The other aspect of susceptibility that requires discussion in order to effectively answer
the question is the susceptibility to remedies of each individual. Kent discusses this and states that only ‘enough medicine must be given to establish order’. In this he possible refers to the fact that individual people will react differently to potencies to support their vital force strength to bring about homeostasis and cure the disease in question. He continues to describe the fact that some people may have slow reactions to remedies, thus slowing the process of healing down if doses are repeated and conversely some people with a high susceptibility to remedies can have adverse reactions to repeated doses. Here one can see the ethos of Homeopathy being echoed in Kent’s writing, that of Hahnemann’s first and second aphorisms, ‘the sole mission of the physician is to cure rapidly, gently and permanently’.
The remedy selection itself is of high importance in ensuring that the similimum is achieved by effective case taking, rubric selection and repertorisation in order to ensure the holistic aspects of patient case picture and symptomatology that resonates with the individual’s vital force a cure can be achieved in the least harmful and quickest way. The similimum itself is key to the aspect of susceptibility, predisposition and inheritance as Yasgur describes it as ‘the remedy that most closely corresponds to the totality of symptoms. The one, that when found is always curative.’ However, it is not just the remedy picture within the similimum that needs to be taken into consideration. The energetic picture of the patient needs to be carefully considered in relation in potency selection. As discussed individuals are susceptible of two levels, one being the disease and one being the remedy itself. Here the homeopath, when taking the case needs to carefully assess the potency of the symptoms present, the energy of the miasmatic taint and the pathology of disease to facilitate the direction to cure of the patient through the similimum matching in all aspects with correct potency selection to gently direct the cure without possibility of aggravation or prolonged suffering with a potency that is too high or too low.

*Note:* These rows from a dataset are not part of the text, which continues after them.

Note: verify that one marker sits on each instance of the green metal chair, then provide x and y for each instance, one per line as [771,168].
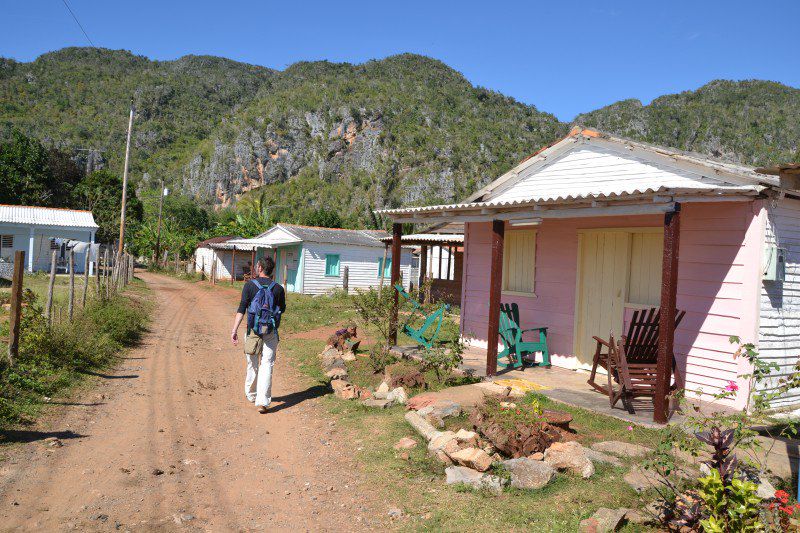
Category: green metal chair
[515,349]
[419,334]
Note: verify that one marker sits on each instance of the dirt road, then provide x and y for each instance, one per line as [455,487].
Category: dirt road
[168,442]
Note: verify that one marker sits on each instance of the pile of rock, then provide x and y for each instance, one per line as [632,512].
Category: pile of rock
[384,397]
[334,362]
[469,456]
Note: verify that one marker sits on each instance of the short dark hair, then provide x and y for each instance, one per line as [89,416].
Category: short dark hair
[267,264]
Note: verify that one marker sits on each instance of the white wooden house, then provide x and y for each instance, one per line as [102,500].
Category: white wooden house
[41,230]
[312,260]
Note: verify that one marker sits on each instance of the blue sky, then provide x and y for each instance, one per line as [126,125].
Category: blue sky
[563,57]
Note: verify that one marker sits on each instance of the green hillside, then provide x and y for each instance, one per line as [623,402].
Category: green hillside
[340,137]
[752,122]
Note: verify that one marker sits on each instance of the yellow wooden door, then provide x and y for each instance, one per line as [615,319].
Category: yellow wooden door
[603,273]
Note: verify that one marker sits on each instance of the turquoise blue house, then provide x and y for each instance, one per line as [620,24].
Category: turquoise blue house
[312,260]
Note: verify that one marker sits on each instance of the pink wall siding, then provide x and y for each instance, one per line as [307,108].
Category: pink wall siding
[718,285]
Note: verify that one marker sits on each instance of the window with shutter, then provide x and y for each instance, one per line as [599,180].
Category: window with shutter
[332,265]
[387,268]
[519,262]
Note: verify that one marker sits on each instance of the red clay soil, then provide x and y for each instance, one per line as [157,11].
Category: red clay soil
[168,442]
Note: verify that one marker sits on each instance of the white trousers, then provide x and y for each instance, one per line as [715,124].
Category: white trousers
[258,383]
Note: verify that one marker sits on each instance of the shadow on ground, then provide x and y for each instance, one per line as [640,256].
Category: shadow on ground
[290,400]
[8,436]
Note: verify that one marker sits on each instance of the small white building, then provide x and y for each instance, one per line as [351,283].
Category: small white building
[312,260]
[40,230]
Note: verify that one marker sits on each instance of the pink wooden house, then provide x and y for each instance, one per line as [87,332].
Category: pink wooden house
[594,226]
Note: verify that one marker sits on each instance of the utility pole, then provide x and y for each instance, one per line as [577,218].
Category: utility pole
[125,186]
[163,193]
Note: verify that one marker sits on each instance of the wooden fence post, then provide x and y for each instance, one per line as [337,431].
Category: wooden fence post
[85,279]
[97,273]
[48,308]
[16,306]
[71,306]
[105,273]
[233,265]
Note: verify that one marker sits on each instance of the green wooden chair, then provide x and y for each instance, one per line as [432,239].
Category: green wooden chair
[517,351]
[434,320]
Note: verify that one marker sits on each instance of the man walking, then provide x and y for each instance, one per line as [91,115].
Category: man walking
[264,301]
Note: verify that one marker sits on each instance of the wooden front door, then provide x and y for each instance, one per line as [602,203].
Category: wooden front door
[617,269]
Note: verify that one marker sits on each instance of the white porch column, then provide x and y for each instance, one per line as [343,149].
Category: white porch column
[91,263]
[30,249]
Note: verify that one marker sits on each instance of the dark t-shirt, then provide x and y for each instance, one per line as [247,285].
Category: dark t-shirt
[249,292]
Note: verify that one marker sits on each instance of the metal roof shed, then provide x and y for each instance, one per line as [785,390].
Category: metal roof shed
[34,229]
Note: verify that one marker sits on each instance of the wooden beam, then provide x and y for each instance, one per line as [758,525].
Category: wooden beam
[397,234]
[423,264]
[15,312]
[495,287]
[666,327]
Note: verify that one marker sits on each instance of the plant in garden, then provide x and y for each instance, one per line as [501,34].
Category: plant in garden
[374,307]
[781,515]
[728,497]
[731,506]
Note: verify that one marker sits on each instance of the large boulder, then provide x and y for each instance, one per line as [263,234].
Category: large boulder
[621,449]
[474,458]
[473,478]
[569,456]
[528,473]
[440,440]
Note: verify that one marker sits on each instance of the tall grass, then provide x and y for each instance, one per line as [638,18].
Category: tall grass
[53,358]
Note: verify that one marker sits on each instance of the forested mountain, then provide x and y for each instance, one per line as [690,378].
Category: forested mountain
[752,122]
[348,138]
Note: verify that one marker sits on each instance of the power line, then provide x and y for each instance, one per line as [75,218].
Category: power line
[78,22]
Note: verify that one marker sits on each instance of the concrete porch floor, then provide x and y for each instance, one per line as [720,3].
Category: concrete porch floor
[569,387]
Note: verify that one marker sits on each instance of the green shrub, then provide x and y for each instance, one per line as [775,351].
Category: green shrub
[52,358]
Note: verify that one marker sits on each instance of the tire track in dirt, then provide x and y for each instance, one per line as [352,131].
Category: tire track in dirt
[283,471]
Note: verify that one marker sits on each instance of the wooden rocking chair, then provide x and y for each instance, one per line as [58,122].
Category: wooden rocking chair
[632,361]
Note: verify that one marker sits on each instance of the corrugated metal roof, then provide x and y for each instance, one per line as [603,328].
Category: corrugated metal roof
[451,238]
[589,165]
[215,240]
[355,237]
[566,199]
[46,216]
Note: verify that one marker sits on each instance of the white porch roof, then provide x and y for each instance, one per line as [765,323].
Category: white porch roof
[46,216]
[591,169]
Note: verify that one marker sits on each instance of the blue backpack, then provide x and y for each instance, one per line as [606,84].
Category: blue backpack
[267,316]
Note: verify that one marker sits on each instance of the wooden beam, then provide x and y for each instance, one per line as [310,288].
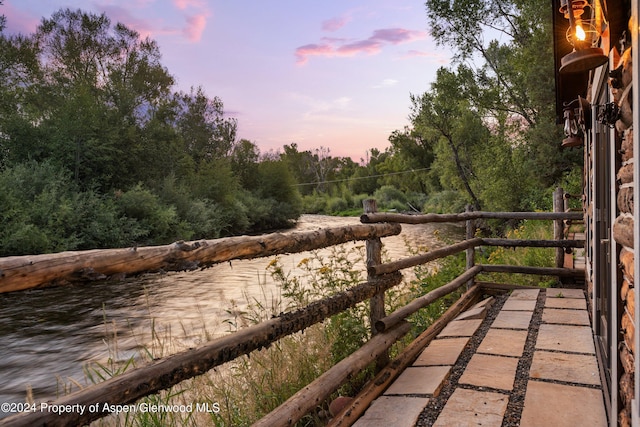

Hahnemann, discusses an example of how the patient remedy selection, curative approach and miasmatic influence in the organon in an example where he highlights the symptoms disappearing but later returning on a deeper level. Here he asserted that failing to match the remedy and potency to the exact similimum and underlying miasm did fully bring about the cure he and the patient were looking for.
Taking the highlighted philosophical information into consideration it can be argued that susceptibility, inheritance and predisposition are inter-dependable in relation to homeopathic case taking, prescribing and treatment. The modus operandi of the similimum is to act upon the vital force to bring about a homeostasis within the miasmatic taint, predisposition and susceptibility of a patient in order to cure the disease(s) being experienced. However, the challenge is find the similimum on all levels so the remedy can perform the gentle miracles that is the true essence of homeopathy.